In September, agency executives participating in a panel during Advertising Week predicted programmatic buying would account for as much as 5 percent of TV ad buying in 2015, up from 1 percent in 2014.

“While the technology for deploying a true programmatic TV buy is still in the future, there are other technologies that are making TV buys more automated,” according to Capital Media, a media-planning and media-buying agency.

Programmatic buying lets brands and agencies target TV ad audiences beyond age and gender, according to software company TubeMogul. Relying on data from Nielsen and others, the company’s technology enables targeting by age and gender as well as factors such as income, ethnicity, education, home ownership and pet ownership.

“TV is the next frontier for data-driven marketing,” said Joshua Koran, senior vice president of product management at Turn, whose software allows programmatic buying of TV ads.

One hurdle on that frontier, according to Ad Week, is reliance on traditional TV ratings and age-oriented demographics to guarantee impressions against particular audiences. Furthermore, some players in the industry worry that programmatic buying will turn ad inventory into a full-fledged commodity.

Despite those concerns, the programmatic-buying trail is being blazed.

For instance, TubeMogul in December introduced a software product that enables automated, data-driven buying of TV ads. Among the brands that have signed up for the product, called TubeMogul PTV, are 3M and Allstate.

TubeMogul says the software aggregates TV ad inventories from cable TV providers, satellite TV providers, national TV networks and local TV stations. 

“Historically, the planning and buying of TV ads has been a time-consuming, manual process that offered little room for optimization,” TubeMogul says.

Through analysis of real-time data supplied through software like TubeMogul’s, brands and agencies can tweak TV ad spending on the fly, the company says.

Brett Wilson, co-founder and CEO of TubeMogul, said: “By automating TV buys, marketers can focus on strategy and better results for their clients.”

A couple of high-profile instances of programmatic-buying strategies have surfaced recently in television.
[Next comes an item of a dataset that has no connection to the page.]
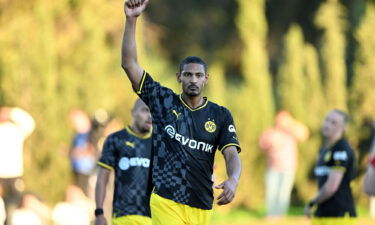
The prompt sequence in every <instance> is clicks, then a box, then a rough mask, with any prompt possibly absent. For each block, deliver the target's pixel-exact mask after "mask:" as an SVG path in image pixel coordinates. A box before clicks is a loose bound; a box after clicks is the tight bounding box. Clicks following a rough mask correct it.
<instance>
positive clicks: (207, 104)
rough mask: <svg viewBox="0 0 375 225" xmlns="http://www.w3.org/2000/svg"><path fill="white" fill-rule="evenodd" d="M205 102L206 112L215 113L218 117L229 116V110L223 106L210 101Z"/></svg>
mask: <svg viewBox="0 0 375 225" xmlns="http://www.w3.org/2000/svg"><path fill="white" fill-rule="evenodd" d="M207 101H208V103H207V109H208V110H212V111H214V112H217V113H219V114H220V115H224V114H225V115H228V114H229V115H230V114H231V113H230V111H229V109H227V108H226V107H225V106H222V105H219V104H217V103H215V102H212V101H209V100H207Z"/></svg>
Through programmatic buying, digital marketing agency DigitasLBi purchased local TV spots in eight US markets for the 2015 telecast of the Oscars — a first for an agency. DigitasLBi didn’t identify the client. The agency made the buy using software from TubeMogul and another company, WideOrbit.

“We wanted to really get in the marketplace with programmatic television,” Scott Marsden, senior vice president of media at DigitasLBi, told Broadcasting & Cable. “Obviously, we know that there is going to be more and more availability of inventory there, and we want to develop the expertise as quickly as possible.”

Eric Mathewson, founder and CEO of WideOrbit, said: “Programmatic will be how the majority of television advertising is sold in the future.”

Earlier this year, food conglomerate Mondelez International turned to software from TubeMogul and WideOrbit to programmatically buy TV spots for the Super Bowl. Ads promoting two Mondelez products — Oreo cookies and Ritz crackers — aired in Erie, Pennsylvania. This campaign marked the first time that programmatic buying of broadcast TV ads has taken place during the Super Bowl.

The Super Bowl “is clearly the No. 1 broadcast event delivering great value to advertisers. Mondelez International’s pioneering effort demonstrates how leading brands can efficiently deliver incremental advertising dollars to local broadcasters through programmatic technology,” Mathewson said.